In 2006, the government decision to evict the Basarwa community from the CKGR was held to be illegal and unconstitutional by the High Court. It did not make pronouncement on whether only those in the list of the 189 residents who challenged the illegal relocation could be buried in the reserve.
In his founding affidavit, Ghanzi District Council Secretary Dick Kalantle states that in some meetings held between the Council and the family and in an effort to persuade the Council to finance the burial of the deceased in the CKGR, his children and their relatives have pointed out that the Council had previously financed the burial of some people in the Reserve.
Kalantle said the Council did so because it took the view that it “was obliged to do as those persons were amoung the 189 which the Court in Sesana and Other v The Attorney General…declared were entitled to return and live in the CKGR.” The Sesana vs The Attorney General judgement declared the eviction of the Basarwa community from the CKGR illegal and unconstitutional.
Kalantle argued that the deceased was not an applicant in that case.
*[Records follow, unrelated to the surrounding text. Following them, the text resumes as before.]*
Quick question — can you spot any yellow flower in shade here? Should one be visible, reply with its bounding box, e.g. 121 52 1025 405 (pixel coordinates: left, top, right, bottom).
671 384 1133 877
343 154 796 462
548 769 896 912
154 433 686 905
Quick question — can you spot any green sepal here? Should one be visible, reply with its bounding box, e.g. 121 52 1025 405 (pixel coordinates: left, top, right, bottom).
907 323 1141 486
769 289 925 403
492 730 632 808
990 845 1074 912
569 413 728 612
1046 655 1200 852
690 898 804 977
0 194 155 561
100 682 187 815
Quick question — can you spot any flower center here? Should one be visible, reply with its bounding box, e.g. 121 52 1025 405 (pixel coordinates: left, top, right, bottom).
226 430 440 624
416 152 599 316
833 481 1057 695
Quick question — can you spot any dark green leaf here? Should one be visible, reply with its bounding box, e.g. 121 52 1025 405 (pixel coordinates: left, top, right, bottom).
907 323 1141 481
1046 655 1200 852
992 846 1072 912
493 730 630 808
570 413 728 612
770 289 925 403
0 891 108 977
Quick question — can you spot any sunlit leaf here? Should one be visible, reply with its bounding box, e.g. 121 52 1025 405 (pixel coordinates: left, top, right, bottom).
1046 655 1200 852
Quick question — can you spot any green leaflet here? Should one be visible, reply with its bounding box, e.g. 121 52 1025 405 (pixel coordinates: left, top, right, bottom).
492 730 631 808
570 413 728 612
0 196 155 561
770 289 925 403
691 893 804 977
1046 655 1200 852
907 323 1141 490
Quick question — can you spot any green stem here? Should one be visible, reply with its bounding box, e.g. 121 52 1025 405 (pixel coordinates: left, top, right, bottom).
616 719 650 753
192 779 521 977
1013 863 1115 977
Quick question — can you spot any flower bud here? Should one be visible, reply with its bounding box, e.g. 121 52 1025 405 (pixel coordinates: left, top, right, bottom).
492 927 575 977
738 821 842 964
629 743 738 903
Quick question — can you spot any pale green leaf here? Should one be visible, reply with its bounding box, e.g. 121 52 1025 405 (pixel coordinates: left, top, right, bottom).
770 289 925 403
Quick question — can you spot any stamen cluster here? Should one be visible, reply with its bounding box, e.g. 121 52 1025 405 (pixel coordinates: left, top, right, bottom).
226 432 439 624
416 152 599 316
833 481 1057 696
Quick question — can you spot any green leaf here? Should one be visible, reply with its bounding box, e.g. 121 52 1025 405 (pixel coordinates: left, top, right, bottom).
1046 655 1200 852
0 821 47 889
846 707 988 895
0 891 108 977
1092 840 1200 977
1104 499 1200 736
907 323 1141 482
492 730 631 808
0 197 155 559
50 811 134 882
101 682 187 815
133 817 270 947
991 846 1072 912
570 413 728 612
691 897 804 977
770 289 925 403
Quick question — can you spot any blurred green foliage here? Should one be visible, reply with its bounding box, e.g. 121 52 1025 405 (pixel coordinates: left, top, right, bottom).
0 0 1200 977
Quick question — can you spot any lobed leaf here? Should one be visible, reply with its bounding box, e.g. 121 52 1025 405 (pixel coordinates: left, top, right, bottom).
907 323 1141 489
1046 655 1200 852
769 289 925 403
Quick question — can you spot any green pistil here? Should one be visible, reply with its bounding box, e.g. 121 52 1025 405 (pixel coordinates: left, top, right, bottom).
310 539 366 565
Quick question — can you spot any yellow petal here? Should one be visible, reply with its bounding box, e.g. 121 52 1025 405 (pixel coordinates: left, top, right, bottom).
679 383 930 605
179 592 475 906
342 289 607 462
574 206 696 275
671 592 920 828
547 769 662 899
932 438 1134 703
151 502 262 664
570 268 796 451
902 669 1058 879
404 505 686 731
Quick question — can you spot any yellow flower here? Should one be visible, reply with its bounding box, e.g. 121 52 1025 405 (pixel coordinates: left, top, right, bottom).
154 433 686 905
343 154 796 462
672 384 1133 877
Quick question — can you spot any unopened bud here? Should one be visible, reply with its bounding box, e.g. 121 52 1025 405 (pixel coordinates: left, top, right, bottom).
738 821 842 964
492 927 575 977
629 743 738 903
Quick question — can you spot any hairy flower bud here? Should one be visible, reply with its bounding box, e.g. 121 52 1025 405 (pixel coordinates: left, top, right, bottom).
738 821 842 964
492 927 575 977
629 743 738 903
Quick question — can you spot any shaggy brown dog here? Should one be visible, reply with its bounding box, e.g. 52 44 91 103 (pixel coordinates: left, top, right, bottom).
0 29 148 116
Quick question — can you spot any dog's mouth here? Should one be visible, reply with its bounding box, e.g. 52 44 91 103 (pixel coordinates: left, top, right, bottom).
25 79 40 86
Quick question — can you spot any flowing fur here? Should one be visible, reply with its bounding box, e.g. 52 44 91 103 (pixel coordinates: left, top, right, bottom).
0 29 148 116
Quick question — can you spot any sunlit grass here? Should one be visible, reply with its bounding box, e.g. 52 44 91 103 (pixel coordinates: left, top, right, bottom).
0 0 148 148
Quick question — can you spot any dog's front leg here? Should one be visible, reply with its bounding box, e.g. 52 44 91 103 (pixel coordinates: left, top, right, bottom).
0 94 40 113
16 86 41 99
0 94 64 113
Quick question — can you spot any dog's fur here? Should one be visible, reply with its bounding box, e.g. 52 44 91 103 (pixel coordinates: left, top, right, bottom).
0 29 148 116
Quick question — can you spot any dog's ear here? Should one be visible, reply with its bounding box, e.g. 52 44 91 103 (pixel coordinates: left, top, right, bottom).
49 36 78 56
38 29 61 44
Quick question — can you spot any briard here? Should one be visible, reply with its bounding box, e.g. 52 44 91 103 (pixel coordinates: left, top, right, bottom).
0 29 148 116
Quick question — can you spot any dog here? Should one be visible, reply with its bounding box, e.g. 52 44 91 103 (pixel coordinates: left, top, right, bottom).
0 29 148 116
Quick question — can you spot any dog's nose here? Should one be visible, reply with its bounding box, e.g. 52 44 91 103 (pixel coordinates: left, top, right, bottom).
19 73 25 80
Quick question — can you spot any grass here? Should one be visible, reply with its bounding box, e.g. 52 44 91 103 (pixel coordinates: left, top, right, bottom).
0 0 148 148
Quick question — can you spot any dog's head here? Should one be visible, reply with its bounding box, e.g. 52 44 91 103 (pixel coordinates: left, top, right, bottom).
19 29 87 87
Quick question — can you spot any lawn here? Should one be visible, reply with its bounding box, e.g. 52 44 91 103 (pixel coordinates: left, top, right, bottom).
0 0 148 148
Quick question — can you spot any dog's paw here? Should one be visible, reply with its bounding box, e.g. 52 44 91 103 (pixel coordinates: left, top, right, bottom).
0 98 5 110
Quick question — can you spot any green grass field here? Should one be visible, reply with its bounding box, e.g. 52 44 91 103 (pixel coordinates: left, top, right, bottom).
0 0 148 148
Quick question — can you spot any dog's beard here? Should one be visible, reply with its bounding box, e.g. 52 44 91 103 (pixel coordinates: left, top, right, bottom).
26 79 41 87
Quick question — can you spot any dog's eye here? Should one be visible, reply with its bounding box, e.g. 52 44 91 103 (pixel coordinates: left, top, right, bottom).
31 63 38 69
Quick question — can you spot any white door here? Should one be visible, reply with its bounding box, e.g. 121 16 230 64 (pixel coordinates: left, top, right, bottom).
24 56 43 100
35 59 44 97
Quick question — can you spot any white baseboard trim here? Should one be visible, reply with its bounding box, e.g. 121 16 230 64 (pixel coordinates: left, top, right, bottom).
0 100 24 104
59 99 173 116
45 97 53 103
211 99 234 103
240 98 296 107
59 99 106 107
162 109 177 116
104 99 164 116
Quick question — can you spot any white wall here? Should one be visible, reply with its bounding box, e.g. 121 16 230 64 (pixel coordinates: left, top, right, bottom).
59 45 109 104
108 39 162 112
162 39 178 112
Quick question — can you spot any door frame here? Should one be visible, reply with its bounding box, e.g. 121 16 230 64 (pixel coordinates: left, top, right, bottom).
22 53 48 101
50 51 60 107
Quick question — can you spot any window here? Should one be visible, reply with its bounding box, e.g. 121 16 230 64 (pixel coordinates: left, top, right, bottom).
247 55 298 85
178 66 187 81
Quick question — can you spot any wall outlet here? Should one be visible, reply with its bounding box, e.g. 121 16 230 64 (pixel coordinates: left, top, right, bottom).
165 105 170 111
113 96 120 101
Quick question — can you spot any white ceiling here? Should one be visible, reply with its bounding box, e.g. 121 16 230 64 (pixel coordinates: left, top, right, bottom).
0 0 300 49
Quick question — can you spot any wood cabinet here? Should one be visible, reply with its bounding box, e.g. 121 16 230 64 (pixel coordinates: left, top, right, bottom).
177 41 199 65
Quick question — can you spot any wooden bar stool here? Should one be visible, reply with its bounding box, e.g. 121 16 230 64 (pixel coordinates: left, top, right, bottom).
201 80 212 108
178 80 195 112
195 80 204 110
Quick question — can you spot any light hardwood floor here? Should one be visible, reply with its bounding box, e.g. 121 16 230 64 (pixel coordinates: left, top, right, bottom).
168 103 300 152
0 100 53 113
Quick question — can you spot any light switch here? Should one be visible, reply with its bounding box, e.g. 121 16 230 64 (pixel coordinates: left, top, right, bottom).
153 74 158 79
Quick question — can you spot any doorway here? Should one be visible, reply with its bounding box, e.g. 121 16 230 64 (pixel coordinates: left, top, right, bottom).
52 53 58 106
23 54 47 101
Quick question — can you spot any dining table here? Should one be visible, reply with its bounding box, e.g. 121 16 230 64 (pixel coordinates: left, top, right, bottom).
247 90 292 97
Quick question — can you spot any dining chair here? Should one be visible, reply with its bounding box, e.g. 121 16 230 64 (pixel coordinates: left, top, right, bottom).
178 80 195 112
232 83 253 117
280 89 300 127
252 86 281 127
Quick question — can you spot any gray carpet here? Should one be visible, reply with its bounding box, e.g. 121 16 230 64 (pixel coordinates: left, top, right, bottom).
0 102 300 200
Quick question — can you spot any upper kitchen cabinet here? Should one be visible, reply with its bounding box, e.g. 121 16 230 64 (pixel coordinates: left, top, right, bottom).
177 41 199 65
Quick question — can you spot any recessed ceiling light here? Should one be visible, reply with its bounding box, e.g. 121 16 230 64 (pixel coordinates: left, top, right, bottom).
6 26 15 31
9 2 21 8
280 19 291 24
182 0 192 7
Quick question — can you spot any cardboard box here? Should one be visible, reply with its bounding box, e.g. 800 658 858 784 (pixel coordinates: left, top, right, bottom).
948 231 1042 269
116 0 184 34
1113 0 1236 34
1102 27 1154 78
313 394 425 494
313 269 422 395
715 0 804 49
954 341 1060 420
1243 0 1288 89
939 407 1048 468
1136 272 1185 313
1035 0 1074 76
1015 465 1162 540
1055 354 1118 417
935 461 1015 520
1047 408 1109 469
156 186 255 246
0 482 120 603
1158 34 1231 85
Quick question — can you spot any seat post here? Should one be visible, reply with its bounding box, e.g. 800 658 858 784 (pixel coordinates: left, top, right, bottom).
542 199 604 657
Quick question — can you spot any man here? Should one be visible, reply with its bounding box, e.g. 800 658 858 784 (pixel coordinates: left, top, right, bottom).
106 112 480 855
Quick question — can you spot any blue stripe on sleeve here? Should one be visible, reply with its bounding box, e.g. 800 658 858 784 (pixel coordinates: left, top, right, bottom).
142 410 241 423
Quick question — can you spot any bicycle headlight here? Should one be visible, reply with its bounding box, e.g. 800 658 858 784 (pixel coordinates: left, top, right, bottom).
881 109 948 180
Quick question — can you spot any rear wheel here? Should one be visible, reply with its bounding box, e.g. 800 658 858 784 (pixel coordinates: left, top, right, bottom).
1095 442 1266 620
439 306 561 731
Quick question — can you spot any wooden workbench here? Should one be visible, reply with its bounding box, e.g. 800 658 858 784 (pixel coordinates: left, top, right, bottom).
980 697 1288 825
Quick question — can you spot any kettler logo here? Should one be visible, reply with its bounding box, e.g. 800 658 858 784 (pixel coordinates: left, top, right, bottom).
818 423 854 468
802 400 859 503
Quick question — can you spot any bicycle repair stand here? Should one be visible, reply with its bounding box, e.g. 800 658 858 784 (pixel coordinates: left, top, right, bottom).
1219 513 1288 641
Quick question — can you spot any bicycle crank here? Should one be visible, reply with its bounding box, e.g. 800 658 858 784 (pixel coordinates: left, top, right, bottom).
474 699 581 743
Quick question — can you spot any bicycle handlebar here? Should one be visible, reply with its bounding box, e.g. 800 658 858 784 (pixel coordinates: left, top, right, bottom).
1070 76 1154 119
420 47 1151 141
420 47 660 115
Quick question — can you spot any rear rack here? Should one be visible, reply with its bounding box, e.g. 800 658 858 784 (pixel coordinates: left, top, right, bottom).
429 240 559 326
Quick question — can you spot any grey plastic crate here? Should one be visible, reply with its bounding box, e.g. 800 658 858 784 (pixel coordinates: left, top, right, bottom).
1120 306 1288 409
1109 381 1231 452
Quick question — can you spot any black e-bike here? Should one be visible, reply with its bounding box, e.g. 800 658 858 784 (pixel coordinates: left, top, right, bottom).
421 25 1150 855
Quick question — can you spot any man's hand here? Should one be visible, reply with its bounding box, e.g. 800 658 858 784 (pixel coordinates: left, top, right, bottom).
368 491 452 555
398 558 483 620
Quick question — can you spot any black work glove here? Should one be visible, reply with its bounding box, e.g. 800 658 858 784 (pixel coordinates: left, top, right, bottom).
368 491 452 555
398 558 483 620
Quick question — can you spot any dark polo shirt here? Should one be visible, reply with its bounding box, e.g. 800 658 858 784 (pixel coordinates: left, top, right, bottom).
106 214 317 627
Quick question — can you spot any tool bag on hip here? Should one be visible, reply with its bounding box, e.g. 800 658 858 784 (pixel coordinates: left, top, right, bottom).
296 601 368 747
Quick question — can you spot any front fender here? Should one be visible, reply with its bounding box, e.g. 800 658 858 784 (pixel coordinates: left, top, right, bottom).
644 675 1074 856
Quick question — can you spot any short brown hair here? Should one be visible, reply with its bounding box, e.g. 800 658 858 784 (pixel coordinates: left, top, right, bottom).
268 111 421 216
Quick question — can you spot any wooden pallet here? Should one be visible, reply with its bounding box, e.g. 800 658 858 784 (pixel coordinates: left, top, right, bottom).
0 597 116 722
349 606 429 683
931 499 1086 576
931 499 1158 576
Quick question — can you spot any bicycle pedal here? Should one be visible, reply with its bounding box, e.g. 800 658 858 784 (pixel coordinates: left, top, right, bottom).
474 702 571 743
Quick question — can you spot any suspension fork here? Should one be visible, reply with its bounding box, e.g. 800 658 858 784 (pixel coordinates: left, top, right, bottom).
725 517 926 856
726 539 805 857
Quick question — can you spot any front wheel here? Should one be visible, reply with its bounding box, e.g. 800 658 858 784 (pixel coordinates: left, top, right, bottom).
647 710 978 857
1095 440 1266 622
He said no evidence of him having ever lived in the CKGR other than of the claim that he had been born there has ever been produced and no circumstances existed which entitled his children and relatives to bury him in a place other than that which the Revised National Policy on Destitute Persons decreed. The policy in question states among others that a beneficiary of this policy should be buried at his or her place of abode at the Council’s expenses.
With regard to the family of the deceased’ argument that there have been cases where the Council financed and allowed burial of some people in the Reserve citing the case of one, Mokwepa Ngwaa who was buried in CKGR despite the fact that he was not in the list of 189, Kalantle argued that the case was unique.
“Following Mr Ngwaa’s death, the Councillor for New Xade, a member of the Village Development Committee of that village, approached the Applicant (Council) with a request that the latter finance the burial of Mr Ngwaa’s corpse in the CKGR,” said Kalantle.
Kalantle said the Councillor explained that although Mr Ngwaa was not in the list of 189, he had always lived inside the CKGR, had never left the CKGR, had his home in CKGR and nowhere else, had no family nor relatives anywhere else other than inside the CKGR and had died on a temporary visit to New Xade. He said the Councillor, representing the Village Development Committee for New Xade, made the request.
Kalantle said the Ghanzi District Council took the view that it was an appropriate case in which Paragraph 6.8.3 of the Policy could be applied and did so. The paragraph in question states that “Subject to the certification of the tribal authority of Village Development Committee, Ward Development Committee chairperson, and with the including a non-citizen, who is not a registered destitute person, will be accorded the burial procedures as a destitute.”
Kalantle said Ghanzi District Council was also aware that Section 14(3)(c) of the Constitution of Botswana, which has been used by some to claim an entitlement and was certainly so used in the Sesana case referred above to live in the CKGR, was repealed which repeal came into operation on 01 December 2006.
He said all engagement by the Council with the children of the deceased and his relatives long as it has been, has borne no fruit, giving the Council no option but to seek the intervention of the Court.
“The applicant will not stand in their way (family of the deceased) if the latter approach (choosing to arrange the burial of the deceased and choose the place of burial), subject only to reservation as to the lawfulness of the right to bury a resident of New Xade inside the CKGR and their implications of setting such a precedent and the Applicant has no desire to be party to the setting of the precedent,” said Kalantle.